# Number theoretic inequality

I'm trying to prove an inequality that I believe to be the case. The inequality is as follows

$$k! < p^{k-1}\prod_{j = 1}^{k-1}(p^{n-1}-j)$$

where $1 < k \leq p^{n-1}$, $p$ a fixed odd prime and $n > 1$ a fixed positive integer.

I've shown that it's true for a couple of small values for $p$ and $n$ but I'm not sure how I might tackle the problem in more generality.

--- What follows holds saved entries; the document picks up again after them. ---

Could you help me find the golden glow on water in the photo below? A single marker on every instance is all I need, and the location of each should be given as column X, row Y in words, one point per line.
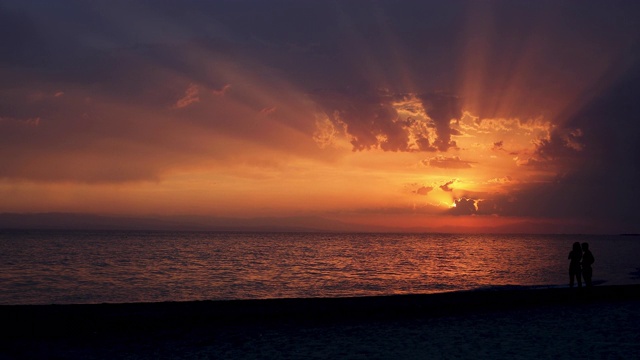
column 96, row 267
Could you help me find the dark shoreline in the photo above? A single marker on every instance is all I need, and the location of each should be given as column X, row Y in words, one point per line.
column 60, row 321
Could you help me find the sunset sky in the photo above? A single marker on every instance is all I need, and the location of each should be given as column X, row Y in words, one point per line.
column 471, row 115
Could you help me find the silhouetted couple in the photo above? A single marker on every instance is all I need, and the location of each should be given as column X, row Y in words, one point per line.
column 580, row 265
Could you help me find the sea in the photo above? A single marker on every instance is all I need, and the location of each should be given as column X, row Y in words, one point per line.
column 88, row 267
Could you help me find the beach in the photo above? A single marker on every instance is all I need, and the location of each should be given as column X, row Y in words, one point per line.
column 515, row 323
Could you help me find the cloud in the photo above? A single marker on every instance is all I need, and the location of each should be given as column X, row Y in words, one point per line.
column 191, row 96
column 424, row 190
column 222, row 91
column 372, row 118
column 447, row 186
column 464, row 206
column 443, row 162
column 442, row 108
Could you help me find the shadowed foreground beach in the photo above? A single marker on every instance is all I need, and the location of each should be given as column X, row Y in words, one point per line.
column 512, row 323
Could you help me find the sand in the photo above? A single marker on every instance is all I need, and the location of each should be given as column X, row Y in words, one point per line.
column 510, row 323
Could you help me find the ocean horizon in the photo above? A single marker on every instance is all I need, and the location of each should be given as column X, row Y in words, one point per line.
column 84, row 267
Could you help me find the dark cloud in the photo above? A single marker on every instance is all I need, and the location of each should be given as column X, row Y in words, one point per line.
column 368, row 117
column 372, row 121
column 447, row 186
column 424, row 190
column 442, row 108
column 443, row 162
column 464, row 206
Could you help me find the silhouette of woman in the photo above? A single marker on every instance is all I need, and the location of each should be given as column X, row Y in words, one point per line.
column 587, row 260
column 574, row 266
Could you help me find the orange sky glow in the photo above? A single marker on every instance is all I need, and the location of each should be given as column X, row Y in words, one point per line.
column 262, row 128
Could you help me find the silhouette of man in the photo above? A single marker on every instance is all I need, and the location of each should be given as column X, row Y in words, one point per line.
column 574, row 266
column 587, row 260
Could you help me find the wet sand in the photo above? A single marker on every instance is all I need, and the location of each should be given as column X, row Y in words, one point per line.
column 514, row 323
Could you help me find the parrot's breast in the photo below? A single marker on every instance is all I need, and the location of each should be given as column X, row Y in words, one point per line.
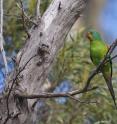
column 98, row 50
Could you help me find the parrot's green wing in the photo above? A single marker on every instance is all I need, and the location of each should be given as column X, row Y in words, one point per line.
column 98, row 49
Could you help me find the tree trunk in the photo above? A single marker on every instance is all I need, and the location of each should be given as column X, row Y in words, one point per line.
column 35, row 60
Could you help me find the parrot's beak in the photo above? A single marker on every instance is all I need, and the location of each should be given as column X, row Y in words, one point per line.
column 89, row 36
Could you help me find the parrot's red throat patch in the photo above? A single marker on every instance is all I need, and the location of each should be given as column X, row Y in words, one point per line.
column 89, row 36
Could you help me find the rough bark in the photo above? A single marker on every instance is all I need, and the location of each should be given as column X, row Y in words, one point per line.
column 37, row 57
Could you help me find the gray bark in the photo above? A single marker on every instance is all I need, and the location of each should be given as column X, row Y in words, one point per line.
column 45, row 41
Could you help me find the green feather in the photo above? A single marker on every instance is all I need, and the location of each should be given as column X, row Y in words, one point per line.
column 98, row 49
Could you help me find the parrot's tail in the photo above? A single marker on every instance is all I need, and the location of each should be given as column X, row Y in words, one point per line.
column 110, row 87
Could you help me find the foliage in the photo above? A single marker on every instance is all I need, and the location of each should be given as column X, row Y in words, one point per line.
column 72, row 63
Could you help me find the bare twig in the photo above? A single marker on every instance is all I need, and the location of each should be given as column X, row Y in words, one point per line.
column 53, row 95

If there's a counter-example that I've missed, I'd be overjoyed if anyone could point it out. Hints towards a solution would be preferable!

Lemma. $k< 3^{k-1}\le p^{k-1}$ for $k>1$
Proof. By mathematical induction.

Base step is satisfied because $2<3^{2-1}=3$, and inductive step is done because $3^n=3(3^{n-1})>3(n-1)>n$. Q.E.D.

Because of lemma, it suffices to prove that $$(k-1)!\le\prod_{j = 1}^{k-1}(p^{n-1}-j)$$ and this is equivalent with $1 \le \binom{p^{n-1}-1}{k-1}$, and this is easily satisfied as $k-1 \le p^{n-1}-1$.